Pornographic filmmakers in the US have taken authorities in Los Angeles to court in an effort to overturn laws making the use of condoms compulsory in sex scenes.

Vivid Entertainment and Califa Productions, both big industry players, say the measure is unconstitutional, and infringes their freedom of expression.

The companies have been joined in the action by actors Kayden Kross and Logan Pierce, both well recognised figures in the industry.

The law, known as Measure B, was approved by voters in November, and was supported by the Aids Healthcare Foundation, which said it would protect actors from HIV.

"Overturning this law is something I feel very passionate about," said Steven Hirsch, the founder of Vivid Entertainment. "I believe the industry's current testing system works well."

Measure B rolled out a Los Angeles city ordinance, which was signed into law by Mayor Antonio Villaraigosa in January 2012, across the entire county. It cites condom use as a precondition to the granting of film permits.

Adult film production in LA has been suspended in the past because of HIV scares. But members of the industry say actors must already undergo regular HIV tests.

A 1988 ruling by the California Supreme Court shielded producers from prosecution under anti-prostitution laws, with the state of New Hampshire passing a similar ruling.

Industry observers said the law could hit profits and push studios underground, with some production companies threatening to move out of California. Insiders said the use of condoms resulted in smaller viewing figures.

"We found that a lot of viewers at home don't want to see condom porn," said Keiran Lee, a British porn actor based in Los Angeles.

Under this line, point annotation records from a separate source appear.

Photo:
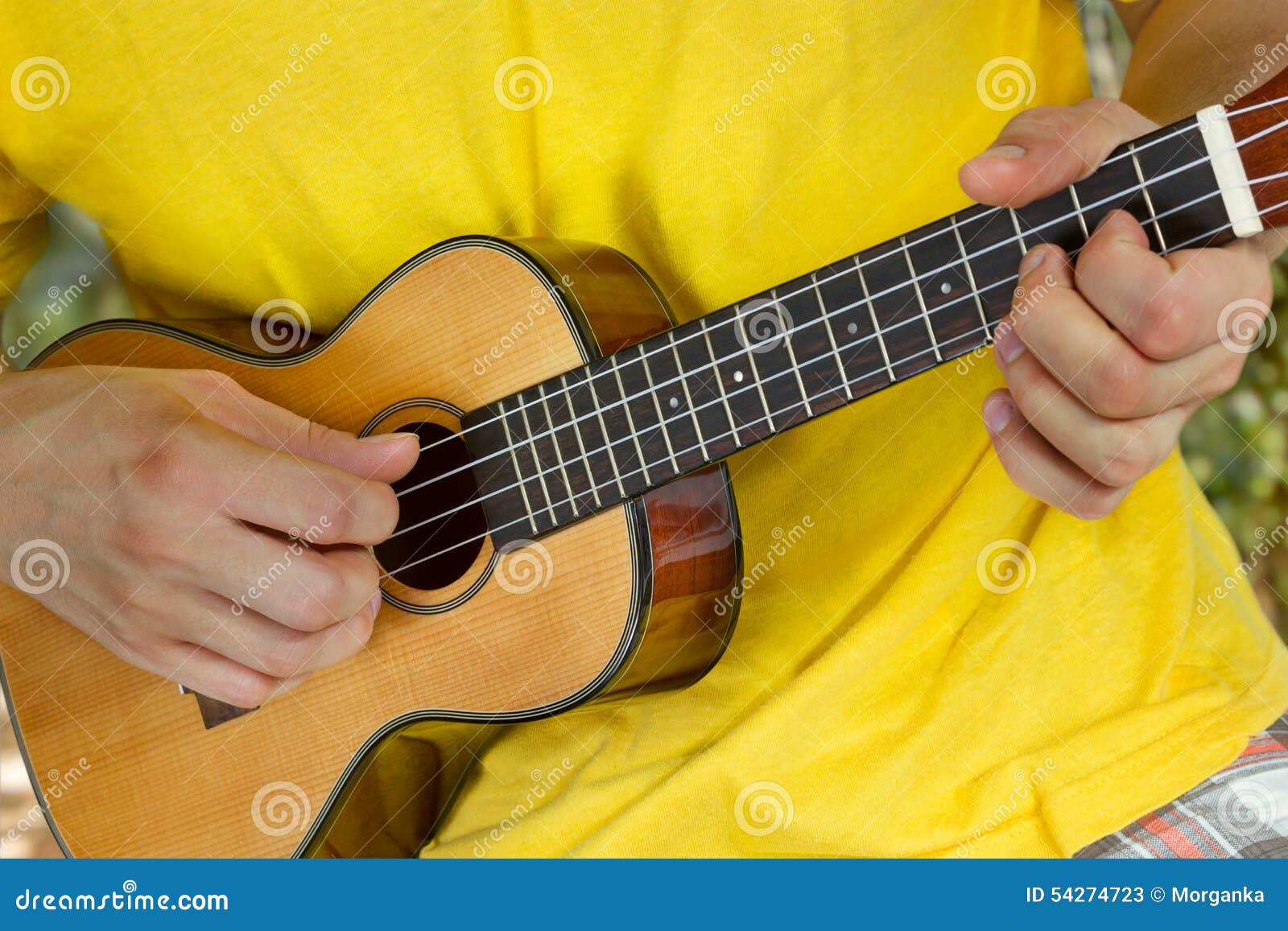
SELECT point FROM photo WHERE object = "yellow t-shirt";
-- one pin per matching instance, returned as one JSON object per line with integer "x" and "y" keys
{"x": 890, "y": 689}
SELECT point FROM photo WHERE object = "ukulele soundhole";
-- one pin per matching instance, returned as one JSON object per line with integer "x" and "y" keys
{"x": 440, "y": 532}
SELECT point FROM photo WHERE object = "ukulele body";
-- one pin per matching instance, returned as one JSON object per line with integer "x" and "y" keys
{"x": 365, "y": 757}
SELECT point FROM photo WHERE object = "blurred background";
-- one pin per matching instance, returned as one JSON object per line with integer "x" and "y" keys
{"x": 1236, "y": 446}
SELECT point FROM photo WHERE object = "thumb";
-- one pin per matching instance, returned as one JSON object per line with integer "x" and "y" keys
{"x": 380, "y": 457}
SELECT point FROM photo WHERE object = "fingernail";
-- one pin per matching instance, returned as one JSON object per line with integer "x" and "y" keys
{"x": 1032, "y": 261}
{"x": 997, "y": 414}
{"x": 1008, "y": 344}
{"x": 386, "y": 437}
{"x": 1004, "y": 152}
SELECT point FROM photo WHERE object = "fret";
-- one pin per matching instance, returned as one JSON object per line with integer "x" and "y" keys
{"x": 813, "y": 345}
{"x": 854, "y": 328}
{"x": 1019, "y": 233}
{"x": 791, "y": 354}
{"x": 989, "y": 237}
{"x": 1184, "y": 214}
{"x": 901, "y": 322}
{"x": 729, "y": 358}
{"x": 716, "y": 425}
{"x": 921, "y": 298}
{"x": 598, "y": 405}
{"x": 620, "y": 406}
{"x": 577, "y": 482}
{"x": 518, "y": 470}
{"x": 970, "y": 278}
{"x": 948, "y": 295}
{"x": 1077, "y": 210}
{"x": 831, "y": 335}
{"x": 581, "y": 446}
{"x": 536, "y": 461}
{"x": 1054, "y": 220}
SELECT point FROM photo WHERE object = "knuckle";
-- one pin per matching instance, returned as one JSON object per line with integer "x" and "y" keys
{"x": 1117, "y": 385}
{"x": 1163, "y": 328}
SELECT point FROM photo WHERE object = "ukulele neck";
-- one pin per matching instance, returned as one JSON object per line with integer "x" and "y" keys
{"x": 634, "y": 420}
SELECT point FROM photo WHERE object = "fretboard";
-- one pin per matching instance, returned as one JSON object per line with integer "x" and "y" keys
{"x": 616, "y": 428}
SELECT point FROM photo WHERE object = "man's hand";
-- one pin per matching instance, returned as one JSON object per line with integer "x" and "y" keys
{"x": 1107, "y": 356}
{"x": 174, "y": 495}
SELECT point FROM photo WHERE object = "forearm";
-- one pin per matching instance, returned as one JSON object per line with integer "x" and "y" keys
{"x": 1195, "y": 53}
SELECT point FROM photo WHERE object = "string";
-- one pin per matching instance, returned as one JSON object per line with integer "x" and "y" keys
{"x": 849, "y": 270}
{"x": 853, "y": 270}
{"x": 822, "y": 394}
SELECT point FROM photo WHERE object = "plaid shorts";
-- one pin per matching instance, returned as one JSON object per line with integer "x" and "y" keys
{"x": 1241, "y": 811}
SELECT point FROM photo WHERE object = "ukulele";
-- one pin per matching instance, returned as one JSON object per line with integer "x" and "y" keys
{"x": 568, "y": 533}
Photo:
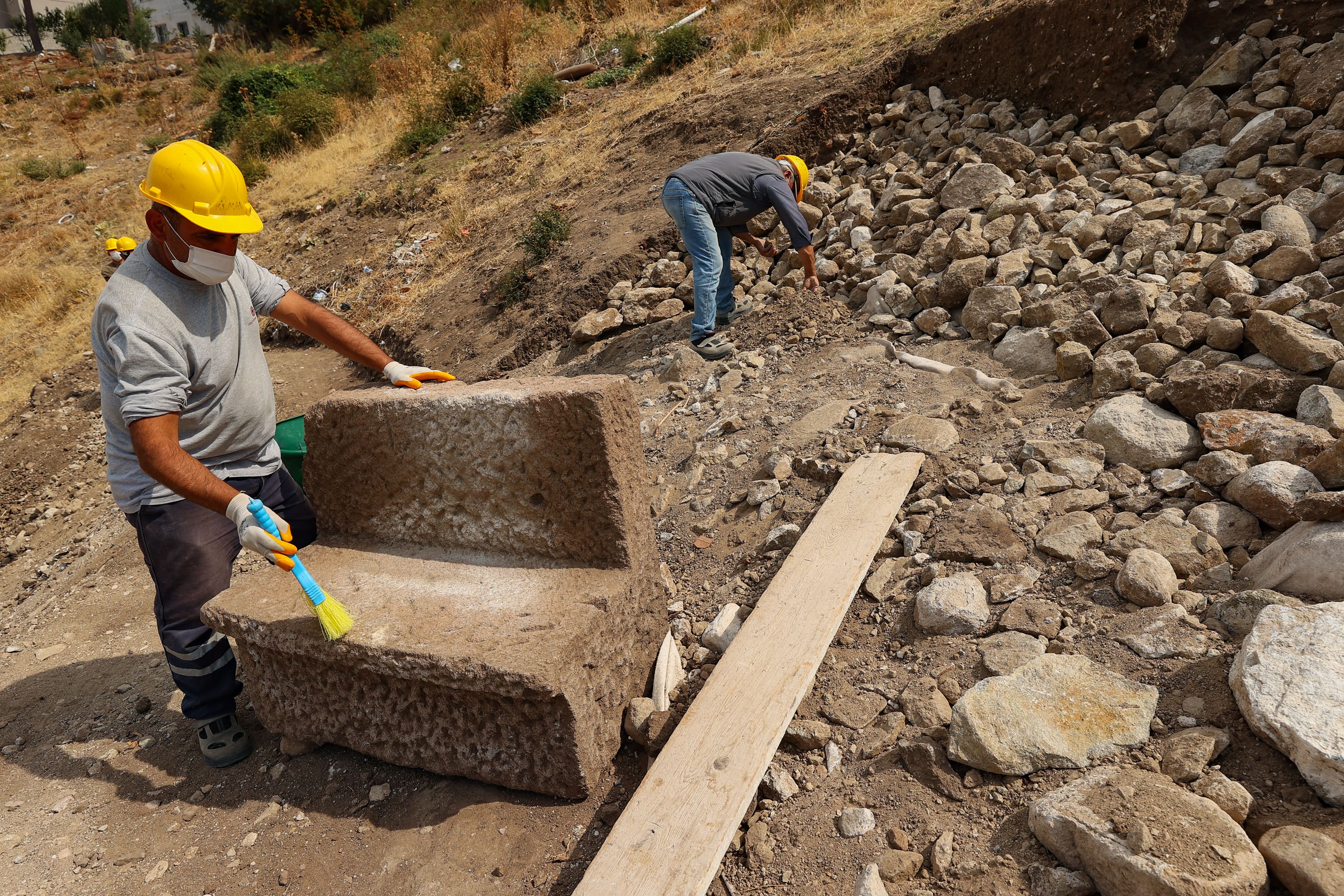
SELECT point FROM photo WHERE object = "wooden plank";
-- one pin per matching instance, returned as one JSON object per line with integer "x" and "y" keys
{"x": 673, "y": 835}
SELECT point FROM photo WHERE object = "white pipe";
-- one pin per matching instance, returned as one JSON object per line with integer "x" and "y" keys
{"x": 988, "y": 384}
{"x": 690, "y": 18}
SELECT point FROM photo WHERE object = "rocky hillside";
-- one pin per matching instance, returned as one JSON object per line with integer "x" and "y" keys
{"x": 1178, "y": 278}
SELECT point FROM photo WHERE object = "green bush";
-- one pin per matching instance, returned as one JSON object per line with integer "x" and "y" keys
{"x": 263, "y": 137}
{"x": 628, "y": 45}
{"x": 534, "y": 100}
{"x": 611, "y": 77}
{"x": 308, "y": 113}
{"x": 46, "y": 170}
{"x": 384, "y": 42}
{"x": 349, "y": 69}
{"x": 546, "y": 231}
{"x": 104, "y": 99}
{"x": 674, "y": 49}
{"x": 253, "y": 92}
{"x": 418, "y": 136}
{"x": 214, "y": 68}
{"x": 99, "y": 19}
{"x": 253, "y": 170}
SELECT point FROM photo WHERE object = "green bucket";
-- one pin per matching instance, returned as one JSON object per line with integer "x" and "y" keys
{"x": 289, "y": 437}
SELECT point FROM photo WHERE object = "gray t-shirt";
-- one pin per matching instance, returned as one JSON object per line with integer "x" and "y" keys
{"x": 166, "y": 344}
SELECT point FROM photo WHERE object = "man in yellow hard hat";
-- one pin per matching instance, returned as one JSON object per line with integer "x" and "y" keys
{"x": 712, "y": 201}
{"x": 190, "y": 412}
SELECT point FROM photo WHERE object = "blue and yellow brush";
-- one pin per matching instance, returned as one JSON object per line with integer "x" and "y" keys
{"x": 334, "y": 617}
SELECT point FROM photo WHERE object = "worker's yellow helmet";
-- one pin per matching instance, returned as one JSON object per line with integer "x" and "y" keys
{"x": 202, "y": 184}
{"x": 802, "y": 167}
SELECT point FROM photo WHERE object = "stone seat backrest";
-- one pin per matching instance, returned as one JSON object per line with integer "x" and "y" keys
{"x": 549, "y": 469}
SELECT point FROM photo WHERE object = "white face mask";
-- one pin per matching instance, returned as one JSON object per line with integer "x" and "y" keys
{"x": 203, "y": 265}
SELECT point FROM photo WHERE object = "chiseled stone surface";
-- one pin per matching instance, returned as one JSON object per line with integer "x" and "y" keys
{"x": 499, "y": 565}
{"x": 1054, "y": 712}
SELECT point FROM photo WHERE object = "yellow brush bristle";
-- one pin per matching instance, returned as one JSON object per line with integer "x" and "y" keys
{"x": 332, "y": 617}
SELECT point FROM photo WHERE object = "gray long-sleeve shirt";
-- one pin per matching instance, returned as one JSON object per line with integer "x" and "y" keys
{"x": 736, "y": 187}
{"x": 165, "y": 346}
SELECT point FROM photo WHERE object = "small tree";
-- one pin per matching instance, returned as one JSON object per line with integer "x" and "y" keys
{"x": 213, "y": 11}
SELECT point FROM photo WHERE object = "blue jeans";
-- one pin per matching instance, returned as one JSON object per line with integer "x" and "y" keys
{"x": 190, "y": 553}
{"x": 710, "y": 249}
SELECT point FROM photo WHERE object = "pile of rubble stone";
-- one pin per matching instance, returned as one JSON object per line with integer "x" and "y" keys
{"x": 1191, "y": 261}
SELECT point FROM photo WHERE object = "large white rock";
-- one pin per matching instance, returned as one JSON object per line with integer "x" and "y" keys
{"x": 1139, "y": 433}
{"x": 1324, "y": 407}
{"x": 1228, "y": 523}
{"x": 1307, "y": 559}
{"x": 1139, "y": 835}
{"x": 1027, "y": 350}
{"x": 1269, "y": 491}
{"x": 723, "y": 629}
{"x": 1054, "y": 712}
{"x": 1147, "y": 578}
{"x": 953, "y": 605}
{"x": 1287, "y": 682}
{"x": 970, "y": 184}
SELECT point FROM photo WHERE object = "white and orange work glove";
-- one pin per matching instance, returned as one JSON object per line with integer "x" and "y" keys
{"x": 255, "y": 538}
{"x": 415, "y": 377}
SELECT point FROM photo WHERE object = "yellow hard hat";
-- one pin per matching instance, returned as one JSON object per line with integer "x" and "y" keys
{"x": 802, "y": 167}
{"x": 202, "y": 184}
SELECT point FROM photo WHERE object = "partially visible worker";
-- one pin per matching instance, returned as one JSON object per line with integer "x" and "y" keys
{"x": 712, "y": 201}
{"x": 118, "y": 252}
{"x": 190, "y": 410}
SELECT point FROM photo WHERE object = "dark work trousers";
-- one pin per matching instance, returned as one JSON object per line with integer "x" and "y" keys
{"x": 190, "y": 553}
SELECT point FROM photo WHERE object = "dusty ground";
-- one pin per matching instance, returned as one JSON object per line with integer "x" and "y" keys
{"x": 105, "y": 793}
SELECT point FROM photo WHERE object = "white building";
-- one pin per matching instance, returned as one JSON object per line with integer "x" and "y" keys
{"x": 174, "y": 19}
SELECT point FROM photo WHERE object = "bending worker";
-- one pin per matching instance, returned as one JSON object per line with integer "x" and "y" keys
{"x": 190, "y": 413}
{"x": 712, "y": 201}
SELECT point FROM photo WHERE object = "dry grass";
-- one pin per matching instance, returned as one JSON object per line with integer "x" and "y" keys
{"x": 49, "y": 272}
{"x": 302, "y": 179}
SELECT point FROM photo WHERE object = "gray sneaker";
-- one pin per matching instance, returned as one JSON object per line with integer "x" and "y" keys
{"x": 744, "y": 307}
{"x": 222, "y": 740}
{"x": 713, "y": 347}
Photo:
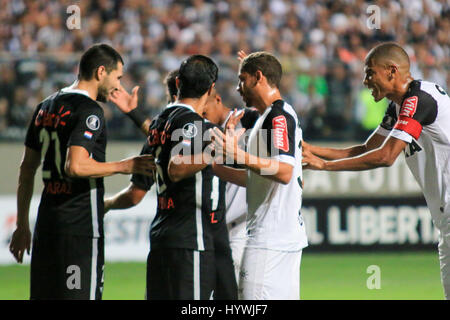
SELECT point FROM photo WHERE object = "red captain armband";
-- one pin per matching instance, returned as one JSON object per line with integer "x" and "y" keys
{"x": 410, "y": 126}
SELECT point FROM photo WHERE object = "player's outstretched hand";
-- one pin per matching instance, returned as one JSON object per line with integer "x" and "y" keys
{"x": 226, "y": 144}
{"x": 306, "y": 146}
{"x": 21, "y": 241}
{"x": 123, "y": 100}
{"x": 241, "y": 55}
{"x": 234, "y": 119}
{"x": 144, "y": 164}
{"x": 311, "y": 161}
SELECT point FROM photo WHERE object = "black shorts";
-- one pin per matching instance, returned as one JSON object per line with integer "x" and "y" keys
{"x": 66, "y": 267}
{"x": 180, "y": 274}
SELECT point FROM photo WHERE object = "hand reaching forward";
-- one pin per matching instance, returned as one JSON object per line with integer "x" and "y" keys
{"x": 20, "y": 241}
{"x": 311, "y": 161}
{"x": 123, "y": 100}
{"x": 144, "y": 164}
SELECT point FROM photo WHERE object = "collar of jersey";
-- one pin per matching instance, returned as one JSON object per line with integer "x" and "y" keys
{"x": 177, "y": 104}
{"x": 70, "y": 89}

Paul Cambria, the principal lawyer for the film studios, said: "You don't have to win an Oscar to be protected by the First Amendment. They're telling the production house that in order to produce legally protected expression, you have to first get government approval and you have to agree to shoot it in a particular way, namely with condoms."

Cambria said the condom law was forcing adult film studios to withdraw from the county. "I can tell you they are leaving in droves," he said. "It's a multi-billion dollar industry that employs thousands of people, and ever since this all started they have been leaving and filming in places other than L.A. County."

Los Angeles County representatives, including chief public health officer Kenneth Fielding, and district attorney Jackie Lacey - both named as defendants - declined to comment.

But Tom Myers, general counsel for the AIDS Healthcare Foundation, said the industry was unlikely to find relief through the move.

"Despite what the adult industry's lawyers are claiming in this lawsuit, Measure B is not directed at speech and as such their First Amendment claims will likely ring hollow with the court," said Myers.